I don’t see why you are being so stubborn about this. If you don’t like the numbers I gave you because “you can still go up to the counter and get a real person” it’s an easy adjustment to make that tells the same story: before kiosks = 5 people working 75% at food and 25% at register, after kiosks = 4 people working 95% at food 5% at register. The conclusion is the same - your claim that automation does not eliminate positions is simply incorrect. I thought maybe you had some insider knowledge on mandatory staffing levels, but it seems you are just bad at math. Everyone else in these comments was arguing about jobs disappearing (not me! I only wanted to show off the cool cashbox) - it must have been really confusing to see all those people upset about something which you can’t even comprehend as a problem.
I don’t see why you are being so stubborn about this.
Because it doesn’t fucking happen and your figures are entirely made up? You and everyone else claiming these have taken jobs clearly have never actually worked at a McDonald’s and are talking straight out of your asses.
These reverse-ATM cashboxes Work really Well. I have Seen those in some grocery stores. At least in Germany you can actually choose to pay by card or by cash. If you choose to pay by cash you get your receipt and then pay by a cashier.

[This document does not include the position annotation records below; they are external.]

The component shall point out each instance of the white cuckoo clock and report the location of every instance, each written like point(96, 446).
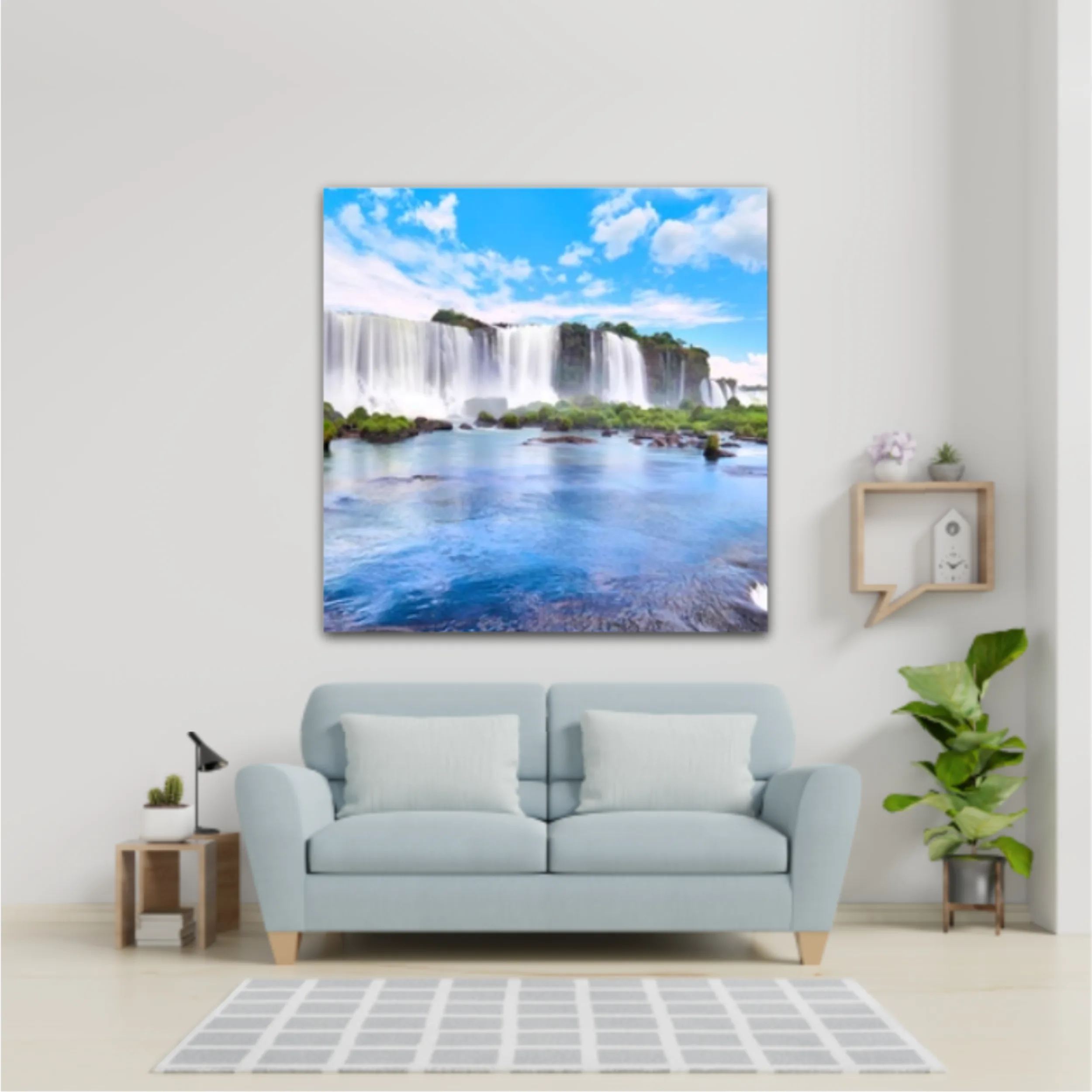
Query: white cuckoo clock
point(953, 549)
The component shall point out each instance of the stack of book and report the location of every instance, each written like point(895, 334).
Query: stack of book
point(172, 930)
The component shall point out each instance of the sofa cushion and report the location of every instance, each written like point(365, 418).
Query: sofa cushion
point(429, 842)
point(661, 842)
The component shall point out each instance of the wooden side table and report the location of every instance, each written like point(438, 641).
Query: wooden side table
point(997, 905)
point(218, 907)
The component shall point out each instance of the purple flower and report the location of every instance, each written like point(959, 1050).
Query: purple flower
point(897, 446)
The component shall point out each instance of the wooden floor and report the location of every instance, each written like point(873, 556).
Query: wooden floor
point(1009, 1013)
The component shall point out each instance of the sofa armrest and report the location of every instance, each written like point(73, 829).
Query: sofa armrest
point(816, 809)
point(280, 809)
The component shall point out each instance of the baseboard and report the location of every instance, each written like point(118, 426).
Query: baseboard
point(919, 913)
point(849, 913)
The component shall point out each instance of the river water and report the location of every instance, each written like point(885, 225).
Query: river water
point(482, 531)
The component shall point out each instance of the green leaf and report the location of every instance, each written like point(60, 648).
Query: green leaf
point(972, 741)
point(944, 802)
point(945, 843)
point(937, 721)
point(1002, 758)
point(1017, 854)
point(992, 652)
point(977, 824)
point(954, 769)
point(948, 685)
point(993, 790)
point(899, 802)
point(922, 710)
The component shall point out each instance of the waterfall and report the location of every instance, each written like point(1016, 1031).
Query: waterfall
point(431, 370)
point(617, 370)
point(525, 356)
point(712, 396)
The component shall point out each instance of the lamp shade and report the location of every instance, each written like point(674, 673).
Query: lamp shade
point(208, 759)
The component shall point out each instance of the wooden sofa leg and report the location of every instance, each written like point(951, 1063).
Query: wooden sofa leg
point(811, 946)
point(285, 947)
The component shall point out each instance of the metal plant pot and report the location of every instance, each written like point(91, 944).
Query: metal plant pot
point(972, 881)
point(946, 472)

I actually am on the opposite end of the spectrum, I think cash is pointless, it’s less secure, less authentic and prone to issues. Just make the swap to digital or cards, most checking or savings accounts are 100% free, there’s better protections involved, you don’t need to worry about breaking large bills, don’t need to worry about the shop not having change, easy to track as it’s super easy to just look at your transaction history. Balance is super simple, instead of needing to count the cash I can just pull up the account.
It’s just easier. I think cash should be optional for establishments, it’s better for everyone involved both consumer and business.
Last time I went to McDonald’s there was a mess up and I was given the cash difference, I really dunno when I’ll use it offhand. I’m also in Canada, never had a use for cash after recreational weed happened. Weird they make someone go through unknown keypressss to do cash, vending machines do cash why not just be convenient for customers? Oh right, paying people to deal with the cash, cause that’d hurt McDonald’s bottom line heh.